Making kids get approval to use social media
Senate Bill 162 would crack down next year on minors' social media use, potentially requiring age verification for Facebook, Instagram and other platforms. The measure was modeled after a controversial Utah law.
Property insurance crisis
Lawmakers entered the session with the goal of mending the state's fractured insurance marketplace by easing market conditions for prospective insurance firms. Several of those measures passed, including one to prohibit so-called "assignment of benefits" contracts and multiple bills aimed at fortifying homeowners' roofs.
Foreign land ownership ban
A bill to bar the Chinese government and its people from buying land in Louisiana, HB 537, passed after Republicans tacked on amendments aimed at alleviating concerns from Chinese Americans who repeatedly protested the bill.
Making youth court records public
A bill backed by Attorney General Jeff Landry, House Bill 321 would have made certain juvenile court records public.
Critics decried it as racist because it focused initially on three majority-Black parishes — Caddo, East Baton Rouge and Orleans. But Landry and its sponsor, Kenner Republican State Rep. Debbie Villio, described it as an effort to tamp down crime in struggling areas.
House Bill 131 would have eliminated permitting requirements for carrying concealed firearms. The bill, which has been brought before, died in a Senate committee this week after its sponsor, Oil City Republican Rep.
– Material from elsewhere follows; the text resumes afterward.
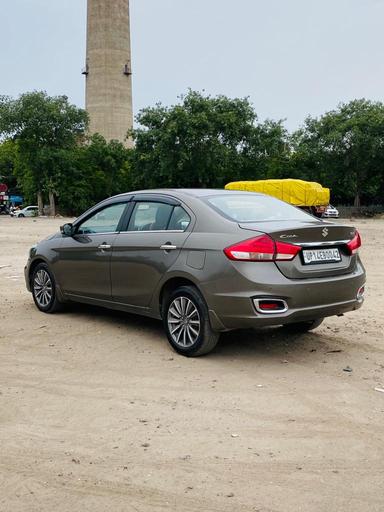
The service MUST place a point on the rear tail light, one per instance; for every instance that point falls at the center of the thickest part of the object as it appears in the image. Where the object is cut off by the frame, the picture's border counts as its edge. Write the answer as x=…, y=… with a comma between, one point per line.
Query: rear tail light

Danny McCormick, moved to table it rather than accept what he viewed as unfriendly amendments — such as requirements that people take safety courses before purchasing handguns.
Abolishing the death penalty
Supported by Edwards and the Catholic church, House Bill 228 died in a House committee. House Speaker Clay Schexnayder had made the panel more conservative before the session in an effort to get tougher on crime, and Edwards came out publicly in support of abolishing capital punishment for the first time this spring.
Raising the minimum wage
Efforts to raise Louisiana's hourly minimum wage from a federally mandated floor of $7.25 have failed repeatedly in recent years, and this year was no different. The House Labor and Industrial Relations Committee voted last month to kill House Bill 374, which proposed raising the minimum wage to $10 an hour starting in 2024.
Abortion ban clarifications
A handful of bills aimed at adding exceptions to Louisiana's strict abortion ban for rape or incest victims failed along with bills that would have clarified how miscarriages and ectopic pregnancies are treated under the ban. The outcome solidified the future of Louisiana's abortion laws, which are among the strictest in the nation.
Hemp industry crackdown
House Speaker Clay Schexnayder, R-Gonzales, abandoned his push to tweak the rules that govern the hemp industry after facing backlash from his colleagues. As a result of that and other hemp-focused bills failing, people will still be able to get gummies and other products that can get them high at gas stations and smoke shops across the state.
Several House members from both parties who represent an area near Lake Maurepas tried to take aim at carbon capture projects, after a proposed project slated for Ascension Parish incensed locals. Those efforts failed in a win for Gov. John Bel Edwards, a Democrat who has championed carbon capture as a climate measure, and the petrochemical industry.